For all the noise around Detroit’s offense last season, the real headline this year might come from the other side of the ball. This time, it didn’t come from a free agent signing or a flashy trade. It came from a list compiled by NFL coaches, scouts, and executives—the kind of thing that doesn’t always make waves in July but reveals exactly what the league really thinks.
ESPN’s Jeremy Fowler's annual top-10 positional rankings dropped this week, and the Lions landed two safeties in the top five. That’s something no other team accomplished. Not the Baltimore Ravens, not the San Francisco 49ers, not any one of the other teams in the NFC North. Just Detroit.
Brian Branch checked in at No. 2 overall, trailing only Kyle Hamilton. Kerby Joseph came in at No. 5 after leading the NFL in interceptions last season, behind Xavier McKinney (Packers) and Jessie Bates III (Falcons). This wasn’t the result of fan polling or box-score watching. These were evaluations from the people paid to find elite talent, and they landed on a duo that’s really only getting better.
When your last line of defense is actually your first problem for offenses
Branch was praised across the board for his ability to handle whatever was asked of him. He moved from nickel to safety and somehow looked even more natural. With four picks, 16 pass deflections, and a 21.1% ball-hawking rate, he earned his Pro Bowl nod and climbed every rankings list in the process.
“I love Branch due to instincts and versatility,” an AFC executive told ESPN. “He’s been asked to do a lot in two years in Detroit and he’s handled it all.”
Joseph came into 2024 with something to prove. He left the season as an All-Pro with a four-year, $86 million contract extension and a stat sheet that looks like it belongs in a trophy case. Nine interceptions. 12 pass deflections. A 29.2 passer rating allowed when targeted. He forced quarterbacks into mistakes at a rate no other safety could touch—36.4% of the time, to be exact.

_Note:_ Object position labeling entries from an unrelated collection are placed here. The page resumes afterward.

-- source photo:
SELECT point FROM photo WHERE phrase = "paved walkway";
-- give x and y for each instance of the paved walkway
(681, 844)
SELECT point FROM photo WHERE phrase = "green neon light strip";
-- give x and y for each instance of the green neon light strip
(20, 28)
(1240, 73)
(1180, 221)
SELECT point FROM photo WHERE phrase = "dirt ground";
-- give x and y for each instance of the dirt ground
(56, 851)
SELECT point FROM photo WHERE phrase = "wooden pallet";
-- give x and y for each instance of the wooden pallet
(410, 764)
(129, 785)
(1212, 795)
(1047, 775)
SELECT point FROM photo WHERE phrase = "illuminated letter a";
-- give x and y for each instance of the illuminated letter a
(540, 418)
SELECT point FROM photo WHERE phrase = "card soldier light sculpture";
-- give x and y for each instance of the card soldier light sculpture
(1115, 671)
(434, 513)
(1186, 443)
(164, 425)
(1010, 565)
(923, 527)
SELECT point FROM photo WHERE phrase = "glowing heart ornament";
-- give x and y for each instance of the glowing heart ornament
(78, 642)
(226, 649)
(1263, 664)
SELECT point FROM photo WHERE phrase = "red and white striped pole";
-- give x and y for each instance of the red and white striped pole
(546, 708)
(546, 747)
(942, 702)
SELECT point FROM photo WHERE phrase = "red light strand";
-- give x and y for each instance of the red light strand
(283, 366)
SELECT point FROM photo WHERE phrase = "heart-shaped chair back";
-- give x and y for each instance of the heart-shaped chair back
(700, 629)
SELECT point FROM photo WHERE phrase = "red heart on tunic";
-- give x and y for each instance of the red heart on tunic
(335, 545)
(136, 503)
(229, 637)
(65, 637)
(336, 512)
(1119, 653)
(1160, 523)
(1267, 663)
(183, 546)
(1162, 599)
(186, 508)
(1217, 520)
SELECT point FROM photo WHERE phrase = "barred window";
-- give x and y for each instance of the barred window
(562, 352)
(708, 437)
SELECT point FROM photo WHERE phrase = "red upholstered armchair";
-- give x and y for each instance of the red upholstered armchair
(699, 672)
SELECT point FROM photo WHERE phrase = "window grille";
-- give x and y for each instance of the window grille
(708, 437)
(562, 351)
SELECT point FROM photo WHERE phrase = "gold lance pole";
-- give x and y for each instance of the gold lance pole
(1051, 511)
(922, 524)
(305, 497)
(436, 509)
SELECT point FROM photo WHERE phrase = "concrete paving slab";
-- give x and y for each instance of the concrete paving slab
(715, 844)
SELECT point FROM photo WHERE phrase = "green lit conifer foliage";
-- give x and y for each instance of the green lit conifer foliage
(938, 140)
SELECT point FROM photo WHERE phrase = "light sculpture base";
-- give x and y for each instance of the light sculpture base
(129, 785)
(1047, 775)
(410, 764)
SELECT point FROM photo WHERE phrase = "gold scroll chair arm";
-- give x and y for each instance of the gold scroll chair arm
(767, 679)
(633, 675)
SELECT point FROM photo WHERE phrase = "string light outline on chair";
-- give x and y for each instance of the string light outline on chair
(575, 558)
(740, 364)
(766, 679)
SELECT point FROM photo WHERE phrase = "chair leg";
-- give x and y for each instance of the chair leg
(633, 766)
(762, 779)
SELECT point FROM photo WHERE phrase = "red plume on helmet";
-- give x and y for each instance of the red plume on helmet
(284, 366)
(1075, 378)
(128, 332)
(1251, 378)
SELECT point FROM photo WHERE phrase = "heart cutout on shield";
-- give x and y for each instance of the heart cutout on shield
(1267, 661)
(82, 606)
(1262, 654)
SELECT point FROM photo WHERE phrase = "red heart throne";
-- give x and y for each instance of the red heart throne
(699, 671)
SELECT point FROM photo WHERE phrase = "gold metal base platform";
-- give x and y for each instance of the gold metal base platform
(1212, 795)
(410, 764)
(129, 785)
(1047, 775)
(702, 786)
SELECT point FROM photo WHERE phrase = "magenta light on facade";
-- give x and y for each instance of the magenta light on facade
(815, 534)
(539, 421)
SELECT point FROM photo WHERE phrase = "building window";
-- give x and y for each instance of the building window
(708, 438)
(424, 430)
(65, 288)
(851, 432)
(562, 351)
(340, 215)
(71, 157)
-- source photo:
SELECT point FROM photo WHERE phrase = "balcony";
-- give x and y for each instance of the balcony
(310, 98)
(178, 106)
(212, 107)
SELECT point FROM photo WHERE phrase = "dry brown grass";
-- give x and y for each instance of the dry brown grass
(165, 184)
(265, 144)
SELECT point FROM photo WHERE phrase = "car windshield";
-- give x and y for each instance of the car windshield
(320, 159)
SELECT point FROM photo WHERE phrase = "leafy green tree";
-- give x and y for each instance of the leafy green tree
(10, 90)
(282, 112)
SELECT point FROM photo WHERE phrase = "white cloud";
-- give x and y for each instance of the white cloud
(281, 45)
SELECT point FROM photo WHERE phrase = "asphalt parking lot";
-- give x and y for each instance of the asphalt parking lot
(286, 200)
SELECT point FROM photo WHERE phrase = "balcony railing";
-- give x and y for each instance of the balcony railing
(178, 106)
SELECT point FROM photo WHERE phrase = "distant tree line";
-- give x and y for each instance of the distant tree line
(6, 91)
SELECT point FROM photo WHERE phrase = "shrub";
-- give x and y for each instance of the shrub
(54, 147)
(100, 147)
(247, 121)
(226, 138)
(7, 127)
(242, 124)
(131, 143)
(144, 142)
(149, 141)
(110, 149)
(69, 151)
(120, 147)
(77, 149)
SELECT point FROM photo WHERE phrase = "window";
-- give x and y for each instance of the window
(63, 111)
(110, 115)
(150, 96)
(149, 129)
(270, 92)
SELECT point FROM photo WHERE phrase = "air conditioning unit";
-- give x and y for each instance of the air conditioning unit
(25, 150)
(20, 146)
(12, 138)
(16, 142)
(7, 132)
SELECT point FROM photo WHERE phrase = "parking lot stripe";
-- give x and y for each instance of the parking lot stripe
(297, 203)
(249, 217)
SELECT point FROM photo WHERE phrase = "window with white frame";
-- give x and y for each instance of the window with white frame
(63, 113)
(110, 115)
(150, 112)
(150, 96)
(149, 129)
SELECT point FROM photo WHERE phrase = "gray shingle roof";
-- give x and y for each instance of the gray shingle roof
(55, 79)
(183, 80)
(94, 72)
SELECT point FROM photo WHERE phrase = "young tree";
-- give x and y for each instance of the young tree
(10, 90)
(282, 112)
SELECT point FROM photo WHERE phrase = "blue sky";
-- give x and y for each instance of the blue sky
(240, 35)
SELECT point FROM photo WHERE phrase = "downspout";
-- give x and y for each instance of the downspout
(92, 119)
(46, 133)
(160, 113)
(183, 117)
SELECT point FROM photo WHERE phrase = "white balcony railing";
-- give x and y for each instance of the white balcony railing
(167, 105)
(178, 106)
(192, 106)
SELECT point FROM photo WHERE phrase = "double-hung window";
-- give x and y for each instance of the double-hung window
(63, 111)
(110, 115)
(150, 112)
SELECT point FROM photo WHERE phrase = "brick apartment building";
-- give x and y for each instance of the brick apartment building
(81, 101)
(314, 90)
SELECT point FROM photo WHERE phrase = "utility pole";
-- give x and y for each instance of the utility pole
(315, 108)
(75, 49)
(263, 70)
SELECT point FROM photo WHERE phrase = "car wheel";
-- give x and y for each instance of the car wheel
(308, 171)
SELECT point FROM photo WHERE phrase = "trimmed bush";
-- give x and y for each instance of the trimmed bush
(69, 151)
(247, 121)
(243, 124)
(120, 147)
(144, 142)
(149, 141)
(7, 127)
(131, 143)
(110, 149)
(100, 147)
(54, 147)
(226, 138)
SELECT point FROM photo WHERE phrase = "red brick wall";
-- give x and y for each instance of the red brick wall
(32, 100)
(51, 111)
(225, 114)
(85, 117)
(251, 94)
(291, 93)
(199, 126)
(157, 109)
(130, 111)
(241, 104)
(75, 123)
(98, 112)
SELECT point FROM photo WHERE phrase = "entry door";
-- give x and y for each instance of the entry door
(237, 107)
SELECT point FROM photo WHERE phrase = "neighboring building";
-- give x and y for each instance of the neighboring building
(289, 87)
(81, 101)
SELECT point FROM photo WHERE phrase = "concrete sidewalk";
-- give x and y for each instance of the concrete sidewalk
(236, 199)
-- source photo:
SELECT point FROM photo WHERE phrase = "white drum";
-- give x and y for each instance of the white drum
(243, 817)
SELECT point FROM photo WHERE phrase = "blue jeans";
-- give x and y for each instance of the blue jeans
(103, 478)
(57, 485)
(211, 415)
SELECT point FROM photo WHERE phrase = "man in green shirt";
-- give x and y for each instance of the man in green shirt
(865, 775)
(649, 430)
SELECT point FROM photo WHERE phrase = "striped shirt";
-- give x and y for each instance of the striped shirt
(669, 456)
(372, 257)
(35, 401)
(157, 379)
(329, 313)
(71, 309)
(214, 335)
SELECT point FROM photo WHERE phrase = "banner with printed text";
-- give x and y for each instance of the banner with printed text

“He has the stuff you can’t teach as far as the chance-taking that helps create turnovers but doesn’t hurt the framework of the defense,” said an NFC scout. “He’s good at taking calculated risks. You’ve got to give him credit. He’s worked hard for his opportunity.”
This isn’t just recognition for individual performance. It’s a confirmation of what Detroit has quietly built in the secondary. One player landing in the top five is a nod to potential. Two means you’ve built a foundation that offenses have to plan around.
Branch is still only 23 years old. Joseph just got paid and is entering his prime. The Lions didn’t luck into this—they developed it, trusted it, and now they’re reaping the rewards. When the games get tighter and the margin for error disappears, having two of the top five safeties in the league gives them a cushion other teams just don’t have. That’s not a projection. It’s what the league already sees.
And it’s something no one else has... which is pretty sweet.